How Long Are You Contagious With Influenza B: Timeline

Most people with influenza B are contagious for about eight days total: starting one day before symptoms appear and lasting five to seven days after getting sick. The most contagious window is the first three to four days after symptoms begin, especially while you have a fever. This timeline is roughly the same as influenza A, so the type of flu you have doesn’t meaningfully change how long you can spread it.

The Full Contagious Timeline

The tricky part about flu transmission is that it starts before you feel anything. You can spread the virus to others roughly 24 hours before your first symptom hits. That means during the period when you feel perfectly fine, go to work, hug your kids, and share meals, you may already be shedding virus.

Once symptoms start, you remain contagious for five to seven days. For most healthy adults, the timeline looks like this:

  • Day negative 1: No symptoms yet, but you can spread the virus
  • Days 1 through 4: Peak contagiousness, especially if you have a fever
  • Days 5 through 7: Gradually declining but still potentially infectious

Fever is a useful signal here. Infectiousness tracks closely with fever, so the days when your temperature is elevated are generally the days you’re shedding the most virus. As your fever breaks and stays down, your ability to transmit drops significantly.

Children Stay Contagious Longer

Kids tend to shed influenza B virus for longer than adults, sometimes extending well beyond the seven-day window. Young children’s immune systems take more time to clear the infection, and they also tend to shed higher amounts of virus. This is one reason flu spreads so efficiently through schools and daycare centers. If your child has influenza B, plan for a longer contagious period than you’d expect for yourself.

You Can Spread It Without Symptoms

Not everyone who catches influenza B gets noticeably sick. Some people have infections mild enough that they never realize they’re ill. These asymptomatic infections do cause detectable viral shedding and can result in transmission to others. The exact proportion of flu spread driven by people who never develop symptoms isn’t well quantified, but it happens. This is part of why flu circulates so effectively: people who feel fine can still pass it along.

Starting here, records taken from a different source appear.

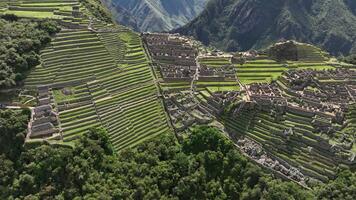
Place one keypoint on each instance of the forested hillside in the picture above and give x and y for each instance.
(20, 43)
(204, 166)
(155, 15)
(252, 24)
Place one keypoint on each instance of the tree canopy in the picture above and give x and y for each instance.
(20, 43)
(205, 165)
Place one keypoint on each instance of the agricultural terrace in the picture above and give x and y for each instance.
(217, 64)
(116, 88)
(263, 70)
(99, 75)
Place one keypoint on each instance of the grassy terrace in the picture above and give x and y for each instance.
(263, 128)
(264, 70)
(54, 9)
(217, 62)
(108, 75)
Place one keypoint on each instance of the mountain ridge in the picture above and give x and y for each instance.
(154, 16)
(237, 25)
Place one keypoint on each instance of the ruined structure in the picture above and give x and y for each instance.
(44, 119)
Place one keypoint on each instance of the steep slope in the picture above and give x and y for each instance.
(155, 15)
(245, 24)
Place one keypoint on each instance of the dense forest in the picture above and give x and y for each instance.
(240, 25)
(20, 43)
(205, 165)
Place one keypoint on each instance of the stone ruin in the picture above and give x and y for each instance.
(44, 119)
(255, 151)
(224, 73)
(184, 111)
(175, 56)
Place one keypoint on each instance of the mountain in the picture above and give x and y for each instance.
(155, 15)
(251, 24)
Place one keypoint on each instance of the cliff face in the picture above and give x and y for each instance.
(245, 24)
(155, 15)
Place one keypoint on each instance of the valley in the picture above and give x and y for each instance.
(289, 108)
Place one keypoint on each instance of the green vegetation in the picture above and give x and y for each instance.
(349, 59)
(96, 9)
(230, 25)
(264, 71)
(21, 41)
(205, 166)
(13, 126)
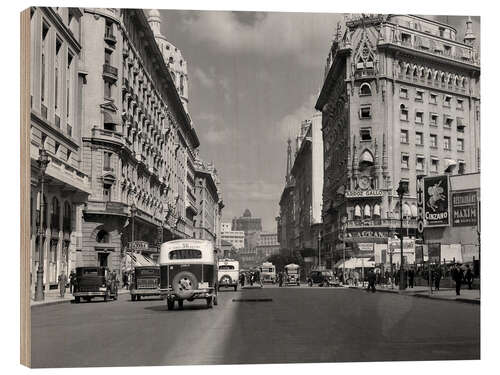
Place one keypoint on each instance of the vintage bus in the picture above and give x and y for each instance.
(188, 271)
(268, 272)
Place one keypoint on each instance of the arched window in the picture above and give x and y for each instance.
(67, 217)
(406, 210)
(102, 236)
(54, 224)
(357, 212)
(365, 90)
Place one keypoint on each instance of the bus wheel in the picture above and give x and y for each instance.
(170, 304)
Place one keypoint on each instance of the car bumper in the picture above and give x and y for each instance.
(145, 292)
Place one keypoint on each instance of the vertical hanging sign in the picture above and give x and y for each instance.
(420, 207)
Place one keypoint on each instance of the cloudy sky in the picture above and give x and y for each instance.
(253, 77)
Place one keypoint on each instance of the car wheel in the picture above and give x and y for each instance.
(184, 283)
(170, 304)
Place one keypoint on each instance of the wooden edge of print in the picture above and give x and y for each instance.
(25, 342)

Immunocompromised People Shed Virus Much Longer

If your immune system is weakened by chemotherapy, an organ transplant, or conditions that suppress immune function, you can shed influenza virus for weeks rather than days. In some documented cases, immunocompromised patients continued shedding virus from their respiratory tract for extended periods even while receiving antiviral treatment. One case involving an immunocompromised child showed viral shedding persisting roughly eight weeks after symptoms began. If you or someone in your household is immunocompromised, the standard seven-day contagious window does not apply.

How Antivirals Affect the Timeline

Antiviral treatment can shorten the period you’re shedding virus, though the effect for influenza B is somewhat less consistent than for influenza A. In controlled studies, treatment reduced the median duration of influenza B infection from five days to about three and a half days, with a moderate reduction in total virus shed. In one study, treatment shortened the infection by a full four days and reduced overall viral output sixteenfold. However, another influenza B trial showed less clear benefit, suggesting the results can vary. The takeaway: antivirals generally help you become non-contagious sooner, but they work best when started within the first 48 hours of symptoms.

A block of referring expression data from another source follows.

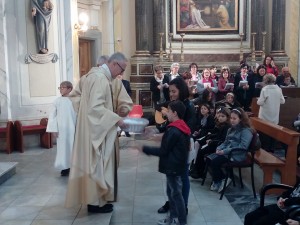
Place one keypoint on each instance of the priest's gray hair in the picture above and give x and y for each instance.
(117, 57)
(174, 64)
(102, 59)
(269, 79)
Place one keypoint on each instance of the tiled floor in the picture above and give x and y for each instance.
(35, 194)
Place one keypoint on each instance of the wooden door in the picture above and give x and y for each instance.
(85, 63)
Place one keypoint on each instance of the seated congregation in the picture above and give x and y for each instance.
(223, 134)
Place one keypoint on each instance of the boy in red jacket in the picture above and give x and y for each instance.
(173, 154)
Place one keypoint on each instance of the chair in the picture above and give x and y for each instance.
(7, 134)
(136, 112)
(247, 163)
(291, 212)
(269, 187)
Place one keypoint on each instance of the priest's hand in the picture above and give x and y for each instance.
(121, 124)
(123, 111)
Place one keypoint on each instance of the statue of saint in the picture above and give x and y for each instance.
(41, 12)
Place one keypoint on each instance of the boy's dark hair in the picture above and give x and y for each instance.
(179, 107)
(182, 87)
(68, 84)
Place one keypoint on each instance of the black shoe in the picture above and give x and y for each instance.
(104, 209)
(65, 173)
(196, 175)
(165, 208)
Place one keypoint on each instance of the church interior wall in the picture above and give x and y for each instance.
(292, 36)
(30, 89)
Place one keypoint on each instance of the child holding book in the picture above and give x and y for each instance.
(61, 122)
(173, 154)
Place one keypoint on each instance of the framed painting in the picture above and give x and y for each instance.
(204, 18)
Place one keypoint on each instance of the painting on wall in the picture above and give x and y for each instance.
(207, 16)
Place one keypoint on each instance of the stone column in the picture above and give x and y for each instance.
(258, 22)
(159, 25)
(143, 27)
(278, 27)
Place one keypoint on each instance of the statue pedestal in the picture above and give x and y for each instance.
(41, 58)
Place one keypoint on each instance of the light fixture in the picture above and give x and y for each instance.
(83, 19)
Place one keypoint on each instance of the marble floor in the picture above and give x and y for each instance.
(35, 194)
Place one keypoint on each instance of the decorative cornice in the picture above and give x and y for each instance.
(91, 2)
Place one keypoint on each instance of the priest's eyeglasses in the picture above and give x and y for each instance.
(122, 70)
(59, 88)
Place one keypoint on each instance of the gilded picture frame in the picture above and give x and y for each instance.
(207, 15)
(208, 20)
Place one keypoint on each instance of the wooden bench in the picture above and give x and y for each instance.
(20, 131)
(7, 134)
(270, 163)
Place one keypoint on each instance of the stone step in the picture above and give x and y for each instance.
(7, 170)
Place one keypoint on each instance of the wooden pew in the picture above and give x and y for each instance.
(20, 131)
(270, 163)
(7, 134)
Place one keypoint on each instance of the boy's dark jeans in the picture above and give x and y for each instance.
(177, 204)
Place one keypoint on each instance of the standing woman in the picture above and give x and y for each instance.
(270, 65)
(178, 90)
(194, 71)
(224, 79)
(206, 83)
(159, 87)
(244, 87)
(258, 79)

When It’s Safe to Be Around Others Again

The CDC recommends staying home until both of these are true: your symptoms are improving overall, and you’ve been fever-free for at least 24 hours without using fever-reducing medication like ibuprofen or acetaminophen. That second condition matters. If your temperature only stays normal because you’re taking medication every few hours, you’re likely still shedding enough virus to infect others.

Even after meeting both criteria, you may still be shedding small amounts of virus for another day or two. Practical steps like washing your hands frequently, covering coughs, and avoiding close contact with anyone at high risk (infants, elderly family members, pregnant women) can reduce the chance of spreading whatever virus remains. Most healthy adults who follow the 24-hour fever-free rule and are past day five of illness pose minimal risk to others.